Eppure la lingua appartiene anche a chi dice carinissimo e attimino, in un'ideale frazionamento azionario la quota che gli spetta sarebbe pari a chi dice apotropaico. Anzi, se scattasse un'OPA per il controllo del pacchetto di maggioranza della lingua italiana, vincerebbero probabilmente coloro che ci travolgono con carinissimo di qua, carinissimo di là, aspetta un attimino; apotropaico viene ormai pronunciato solo da antropologi e snob. Certo, saremmo tutti più poveri senza il termine apotropaico, ma in mancanza di spiriti maligni a minacciarci dall’ombra, dobbiamo mettere in conto di vederne prima o poi svanire la parola.

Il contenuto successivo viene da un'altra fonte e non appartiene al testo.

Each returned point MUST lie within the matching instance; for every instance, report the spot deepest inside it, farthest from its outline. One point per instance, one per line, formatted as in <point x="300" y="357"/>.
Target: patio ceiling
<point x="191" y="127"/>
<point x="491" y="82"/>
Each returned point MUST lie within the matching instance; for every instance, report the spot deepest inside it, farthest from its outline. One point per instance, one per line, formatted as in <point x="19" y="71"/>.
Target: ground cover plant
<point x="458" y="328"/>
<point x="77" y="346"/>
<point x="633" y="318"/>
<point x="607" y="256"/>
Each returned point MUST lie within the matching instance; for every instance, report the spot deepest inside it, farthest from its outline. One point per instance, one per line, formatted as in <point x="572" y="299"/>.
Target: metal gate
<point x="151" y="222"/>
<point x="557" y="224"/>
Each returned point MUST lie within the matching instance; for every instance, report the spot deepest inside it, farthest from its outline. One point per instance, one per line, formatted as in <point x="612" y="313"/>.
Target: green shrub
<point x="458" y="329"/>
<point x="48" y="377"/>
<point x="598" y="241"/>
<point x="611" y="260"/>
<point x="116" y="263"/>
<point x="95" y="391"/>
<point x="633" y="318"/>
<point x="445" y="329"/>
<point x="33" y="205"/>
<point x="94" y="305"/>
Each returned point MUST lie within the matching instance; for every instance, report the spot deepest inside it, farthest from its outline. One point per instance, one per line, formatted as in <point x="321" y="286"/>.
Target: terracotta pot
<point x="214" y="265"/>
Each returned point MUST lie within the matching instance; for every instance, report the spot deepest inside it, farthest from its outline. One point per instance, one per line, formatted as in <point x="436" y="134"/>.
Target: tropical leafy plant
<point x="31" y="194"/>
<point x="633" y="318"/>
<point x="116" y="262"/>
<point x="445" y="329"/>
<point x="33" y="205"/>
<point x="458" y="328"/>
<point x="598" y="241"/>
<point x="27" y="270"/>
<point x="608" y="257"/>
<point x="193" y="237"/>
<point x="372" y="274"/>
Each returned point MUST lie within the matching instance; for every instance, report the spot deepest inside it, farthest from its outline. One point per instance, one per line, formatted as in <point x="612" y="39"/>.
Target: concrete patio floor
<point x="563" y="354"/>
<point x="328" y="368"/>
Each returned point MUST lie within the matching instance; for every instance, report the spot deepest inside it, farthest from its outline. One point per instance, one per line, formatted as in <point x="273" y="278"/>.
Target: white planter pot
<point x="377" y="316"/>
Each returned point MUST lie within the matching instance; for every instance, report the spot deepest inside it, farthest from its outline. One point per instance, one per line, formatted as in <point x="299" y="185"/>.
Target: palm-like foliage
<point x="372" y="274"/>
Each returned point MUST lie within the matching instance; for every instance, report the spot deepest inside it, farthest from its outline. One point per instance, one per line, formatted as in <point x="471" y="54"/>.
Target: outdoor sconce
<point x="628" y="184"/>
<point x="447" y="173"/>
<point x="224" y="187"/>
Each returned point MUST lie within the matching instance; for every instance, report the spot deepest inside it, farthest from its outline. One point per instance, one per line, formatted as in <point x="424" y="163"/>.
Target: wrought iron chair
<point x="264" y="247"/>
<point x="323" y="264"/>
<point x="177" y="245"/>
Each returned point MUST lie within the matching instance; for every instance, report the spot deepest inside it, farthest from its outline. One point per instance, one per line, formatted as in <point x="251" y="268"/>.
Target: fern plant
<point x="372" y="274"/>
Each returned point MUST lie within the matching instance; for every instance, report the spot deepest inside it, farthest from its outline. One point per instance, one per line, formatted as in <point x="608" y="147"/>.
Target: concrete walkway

Provando ad attualizzare il tutto con una metafora, ogni lingua è il selfie che una comunità umana fa a sé stessa in un luogo e in un tempo definiti – "sé stesso io preferisco scriverlo accentato" diceva ancora Serianni a Poschiavo, lo trovo più corretto. Subito aggiungendo con un sorriso bonario: "Però ognuno è libero di fare come gli pare". Libertà, segnamoci anche questa parola. Certo, il selfie del nostro liberissimo italiano attuale non dovrebbe renderci troppo orgogliosi. Tant'è, agli svizzeri piace ancora molto.

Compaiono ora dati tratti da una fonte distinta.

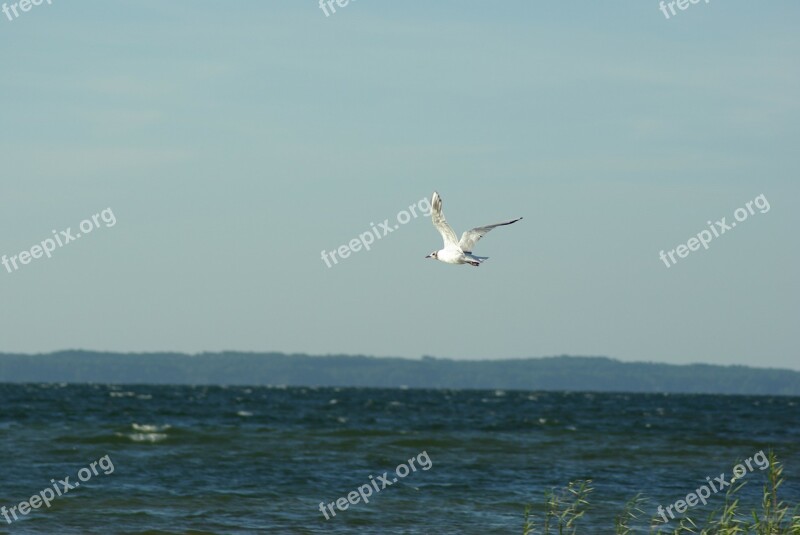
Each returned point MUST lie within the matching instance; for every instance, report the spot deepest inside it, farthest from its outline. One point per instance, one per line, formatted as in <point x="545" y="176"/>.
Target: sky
<point x="232" y="143"/>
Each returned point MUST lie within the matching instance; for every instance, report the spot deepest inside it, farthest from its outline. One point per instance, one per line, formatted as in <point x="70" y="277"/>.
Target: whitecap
<point x="149" y="428"/>
<point x="147" y="437"/>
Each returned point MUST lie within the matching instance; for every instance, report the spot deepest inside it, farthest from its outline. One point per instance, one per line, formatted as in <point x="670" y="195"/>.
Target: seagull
<point x="455" y="251"/>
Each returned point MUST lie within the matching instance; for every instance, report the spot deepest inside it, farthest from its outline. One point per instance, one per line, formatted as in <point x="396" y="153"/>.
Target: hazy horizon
<point x="233" y="146"/>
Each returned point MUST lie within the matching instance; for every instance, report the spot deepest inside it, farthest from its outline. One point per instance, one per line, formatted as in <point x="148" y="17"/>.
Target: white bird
<point x="457" y="251"/>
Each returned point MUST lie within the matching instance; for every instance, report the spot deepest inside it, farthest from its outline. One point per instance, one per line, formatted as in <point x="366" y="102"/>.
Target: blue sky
<point x="235" y="142"/>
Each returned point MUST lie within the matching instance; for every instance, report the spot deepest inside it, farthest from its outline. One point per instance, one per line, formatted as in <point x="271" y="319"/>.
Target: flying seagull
<point x="455" y="251"/>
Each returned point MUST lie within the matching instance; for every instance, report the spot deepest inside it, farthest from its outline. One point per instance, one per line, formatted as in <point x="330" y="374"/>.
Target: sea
<point x="292" y="460"/>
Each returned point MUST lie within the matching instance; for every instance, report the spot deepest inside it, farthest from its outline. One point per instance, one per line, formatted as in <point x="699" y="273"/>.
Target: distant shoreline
<point x="562" y="373"/>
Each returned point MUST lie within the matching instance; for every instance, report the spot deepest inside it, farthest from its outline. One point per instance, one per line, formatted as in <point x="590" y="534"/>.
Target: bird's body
<point x="457" y="251"/>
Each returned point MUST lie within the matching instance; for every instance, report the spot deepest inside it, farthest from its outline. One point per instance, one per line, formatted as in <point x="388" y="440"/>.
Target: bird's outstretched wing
<point x="447" y="232"/>
<point x="471" y="237"/>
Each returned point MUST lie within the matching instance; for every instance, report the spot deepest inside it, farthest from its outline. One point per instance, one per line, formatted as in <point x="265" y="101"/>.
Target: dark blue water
<point x="260" y="460"/>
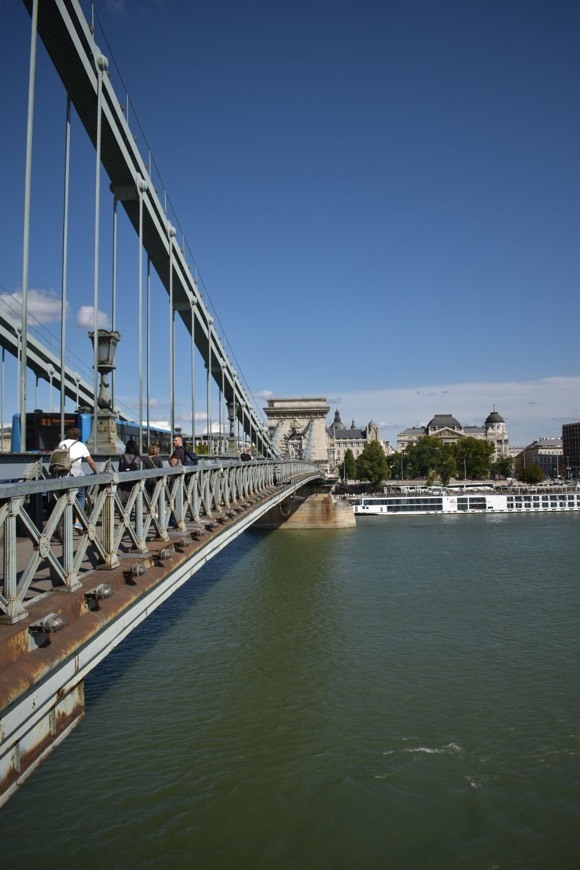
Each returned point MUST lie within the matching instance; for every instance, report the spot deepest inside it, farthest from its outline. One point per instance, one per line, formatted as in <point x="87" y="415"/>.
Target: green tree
<point x="447" y="466"/>
<point x="397" y="466"/>
<point x="347" y="467"/>
<point x="372" y="465"/>
<point x="473" y="457"/>
<point x="423" y="457"/>
<point x="502" y="467"/>
<point x="532" y="473"/>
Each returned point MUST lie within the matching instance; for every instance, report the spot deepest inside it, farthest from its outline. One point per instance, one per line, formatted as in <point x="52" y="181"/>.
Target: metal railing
<point x="123" y="512"/>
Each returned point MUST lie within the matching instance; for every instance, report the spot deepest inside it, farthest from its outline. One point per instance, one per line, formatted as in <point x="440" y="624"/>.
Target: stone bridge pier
<point x="312" y="507"/>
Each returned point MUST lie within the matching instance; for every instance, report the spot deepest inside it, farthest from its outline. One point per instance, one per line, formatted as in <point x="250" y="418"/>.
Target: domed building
<point x="450" y="430"/>
<point x="298" y="430"/>
<point x="341" y="439"/>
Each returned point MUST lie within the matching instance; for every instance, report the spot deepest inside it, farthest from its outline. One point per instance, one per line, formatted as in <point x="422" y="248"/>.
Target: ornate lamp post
<point x="104" y="437"/>
<point x="231" y="446"/>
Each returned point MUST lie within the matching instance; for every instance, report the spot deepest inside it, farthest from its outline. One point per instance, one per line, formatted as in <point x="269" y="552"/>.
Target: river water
<point x="399" y="695"/>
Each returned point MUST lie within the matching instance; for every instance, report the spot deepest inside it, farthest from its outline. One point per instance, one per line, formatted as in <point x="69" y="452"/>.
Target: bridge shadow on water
<point x="167" y="615"/>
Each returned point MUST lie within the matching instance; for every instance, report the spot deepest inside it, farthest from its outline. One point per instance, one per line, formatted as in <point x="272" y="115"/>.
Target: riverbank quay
<point x="68" y="598"/>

Ma il nostro italiano è davvero nostro, e qui torniamo al punto? No, la lingua è di tutti quelli che la utilizzano – poco importa se sei nato a due passi da Sanata Maria Novella o nel Cantone dei Grigioni –, la lingua è come la storia nella canzone di Francesco De Gregori: la lingua siamo noi. In ciò potremmo condensare l'articolato e dotto e flessibile pensiero di Luca Serianni.

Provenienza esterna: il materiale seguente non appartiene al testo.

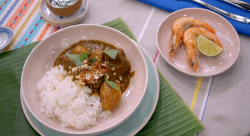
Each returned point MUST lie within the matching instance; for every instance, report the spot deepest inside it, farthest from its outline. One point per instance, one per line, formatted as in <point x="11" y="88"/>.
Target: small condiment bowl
<point x="64" y="11"/>
<point x="6" y="36"/>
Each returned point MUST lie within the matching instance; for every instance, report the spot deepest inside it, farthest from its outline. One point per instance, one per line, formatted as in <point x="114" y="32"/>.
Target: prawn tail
<point x="218" y="42"/>
<point x="172" y="48"/>
<point x="192" y="63"/>
<point x="209" y="28"/>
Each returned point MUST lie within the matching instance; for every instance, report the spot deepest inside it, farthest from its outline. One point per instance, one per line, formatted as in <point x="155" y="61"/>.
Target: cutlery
<point x="223" y="12"/>
<point x="239" y="4"/>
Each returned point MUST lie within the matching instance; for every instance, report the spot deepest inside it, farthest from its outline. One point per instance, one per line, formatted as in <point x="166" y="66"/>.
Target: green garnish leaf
<point x="112" y="53"/>
<point x="93" y="60"/>
<point x="84" y="56"/>
<point x="111" y="84"/>
<point x="75" y="58"/>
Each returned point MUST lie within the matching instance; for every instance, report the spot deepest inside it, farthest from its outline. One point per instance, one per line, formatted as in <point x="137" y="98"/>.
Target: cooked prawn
<point x="189" y="39"/>
<point x="178" y="28"/>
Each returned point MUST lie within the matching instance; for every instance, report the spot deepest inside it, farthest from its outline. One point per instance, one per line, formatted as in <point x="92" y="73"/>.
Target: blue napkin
<point x="171" y="6"/>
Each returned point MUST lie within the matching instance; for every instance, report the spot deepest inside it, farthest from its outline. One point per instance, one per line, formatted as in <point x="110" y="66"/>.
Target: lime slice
<point x="208" y="47"/>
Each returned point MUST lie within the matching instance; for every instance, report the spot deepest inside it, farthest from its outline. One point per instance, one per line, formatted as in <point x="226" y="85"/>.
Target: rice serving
<point x="61" y="98"/>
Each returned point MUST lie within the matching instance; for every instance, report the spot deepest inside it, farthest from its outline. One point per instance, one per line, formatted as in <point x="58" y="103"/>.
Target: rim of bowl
<point x="9" y="38"/>
<point x="61" y="7"/>
<point x="194" y="74"/>
<point x="73" y="20"/>
<point x="101" y="130"/>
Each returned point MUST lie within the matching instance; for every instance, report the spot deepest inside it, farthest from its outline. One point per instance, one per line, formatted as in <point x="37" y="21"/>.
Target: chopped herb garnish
<point x="93" y="60"/>
<point x="75" y="58"/>
<point x="111" y="84"/>
<point x="84" y="56"/>
<point x="112" y="53"/>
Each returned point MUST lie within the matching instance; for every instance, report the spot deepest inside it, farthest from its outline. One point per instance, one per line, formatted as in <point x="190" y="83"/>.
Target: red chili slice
<point x="99" y="67"/>
<point x="84" y="74"/>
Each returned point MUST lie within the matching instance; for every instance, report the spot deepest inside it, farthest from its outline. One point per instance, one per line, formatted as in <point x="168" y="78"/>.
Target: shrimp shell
<point x="178" y="28"/>
<point x="189" y="39"/>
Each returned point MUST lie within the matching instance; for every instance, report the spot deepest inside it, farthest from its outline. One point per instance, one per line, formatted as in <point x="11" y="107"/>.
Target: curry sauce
<point x="117" y="70"/>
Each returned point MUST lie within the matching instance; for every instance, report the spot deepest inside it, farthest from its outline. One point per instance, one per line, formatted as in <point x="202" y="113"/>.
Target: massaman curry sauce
<point x="117" y="70"/>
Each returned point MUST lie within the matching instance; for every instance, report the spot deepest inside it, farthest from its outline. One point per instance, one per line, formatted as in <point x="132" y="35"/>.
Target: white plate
<point x="212" y="65"/>
<point x="61" y="21"/>
<point x="132" y="125"/>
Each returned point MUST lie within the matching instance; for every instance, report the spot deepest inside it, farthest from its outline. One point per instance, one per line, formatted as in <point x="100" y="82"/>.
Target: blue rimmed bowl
<point x="6" y="36"/>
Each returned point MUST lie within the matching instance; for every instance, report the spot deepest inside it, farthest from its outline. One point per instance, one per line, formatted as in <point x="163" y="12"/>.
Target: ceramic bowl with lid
<point x="65" y="8"/>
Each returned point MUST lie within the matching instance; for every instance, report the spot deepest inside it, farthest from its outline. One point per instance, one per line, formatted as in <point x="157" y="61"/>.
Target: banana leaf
<point x="171" y="117"/>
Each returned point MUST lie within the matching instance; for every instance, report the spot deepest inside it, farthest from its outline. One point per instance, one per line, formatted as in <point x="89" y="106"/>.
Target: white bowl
<point x="42" y="58"/>
<point x="211" y="65"/>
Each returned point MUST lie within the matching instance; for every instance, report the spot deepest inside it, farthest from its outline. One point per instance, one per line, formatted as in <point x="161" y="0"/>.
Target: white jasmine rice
<point x="74" y="106"/>
<point x="62" y="3"/>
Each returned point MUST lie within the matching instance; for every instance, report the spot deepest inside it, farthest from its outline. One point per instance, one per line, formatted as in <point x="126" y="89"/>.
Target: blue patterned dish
<point x="6" y="36"/>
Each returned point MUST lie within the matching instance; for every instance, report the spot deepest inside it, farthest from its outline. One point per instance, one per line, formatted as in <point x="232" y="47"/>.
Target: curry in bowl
<point x="90" y="75"/>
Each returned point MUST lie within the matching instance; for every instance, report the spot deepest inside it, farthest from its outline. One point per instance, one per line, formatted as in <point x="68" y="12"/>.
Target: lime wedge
<point x="208" y="47"/>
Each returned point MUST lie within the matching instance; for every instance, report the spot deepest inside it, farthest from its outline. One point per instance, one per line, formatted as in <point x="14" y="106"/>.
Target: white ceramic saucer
<point x="64" y="21"/>
<point x="132" y="125"/>
<point x="211" y="65"/>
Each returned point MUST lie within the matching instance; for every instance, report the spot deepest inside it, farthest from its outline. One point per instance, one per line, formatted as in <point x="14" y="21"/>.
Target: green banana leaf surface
<point x="171" y="117"/>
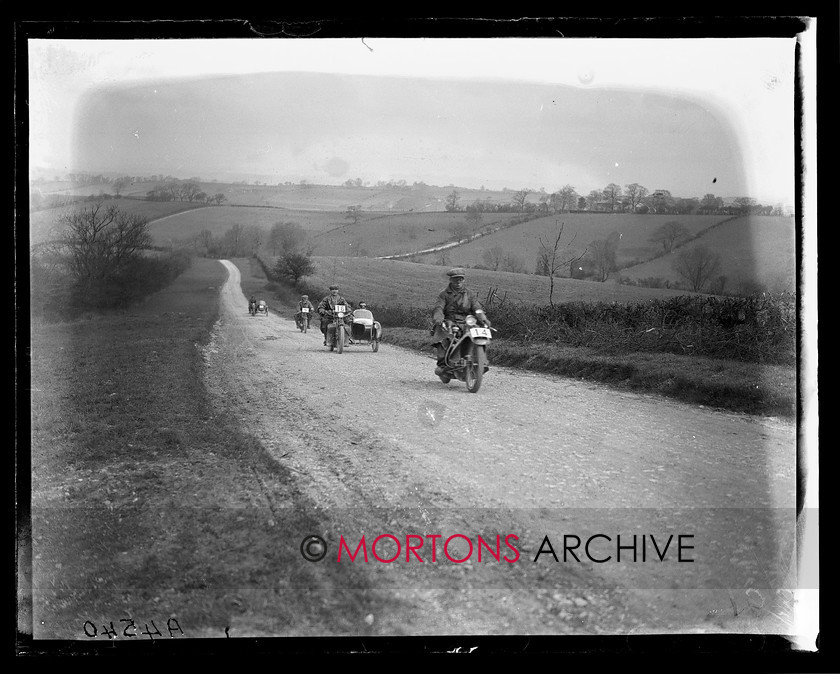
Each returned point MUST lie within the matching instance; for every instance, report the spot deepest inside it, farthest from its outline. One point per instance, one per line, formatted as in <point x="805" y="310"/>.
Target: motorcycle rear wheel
<point x="474" y="371"/>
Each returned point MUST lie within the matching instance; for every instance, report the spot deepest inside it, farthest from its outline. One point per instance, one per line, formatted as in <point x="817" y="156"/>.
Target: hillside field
<point x="43" y="224"/>
<point x="391" y="282"/>
<point x="755" y="251"/>
<point x="579" y="230"/>
<point x="752" y="249"/>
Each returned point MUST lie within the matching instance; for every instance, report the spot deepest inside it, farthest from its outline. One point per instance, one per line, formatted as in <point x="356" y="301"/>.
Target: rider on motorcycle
<point x="327" y="305"/>
<point x="453" y="304"/>
<point x="304" y="303"/>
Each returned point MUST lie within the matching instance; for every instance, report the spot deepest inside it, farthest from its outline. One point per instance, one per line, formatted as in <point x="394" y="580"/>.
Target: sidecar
<point x="365" y="330"/>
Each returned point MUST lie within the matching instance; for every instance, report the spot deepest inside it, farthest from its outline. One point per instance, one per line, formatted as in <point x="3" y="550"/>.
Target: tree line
<point x="634" y="198"/>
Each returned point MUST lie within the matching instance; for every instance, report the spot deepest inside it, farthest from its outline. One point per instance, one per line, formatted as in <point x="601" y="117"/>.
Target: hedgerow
<point x="759" y="329"/>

Nel vivere una lingua bisogna dunque essere disposti a riconoscere e accettare i cambiamenti, cambiare parole per cambiare idea. Quindi chiedere scusa quando si rimane ancorati a vecchie fotografie, o a inquadrature troppo strette. Nel mio precedente intervento ho sbagliato a scrivere di linguisti e traduttori senza anteporre l'aggettivo determinativo alcuni, che qui ho sottolineato più volte: alcuni linguisti, alcuni traduttori.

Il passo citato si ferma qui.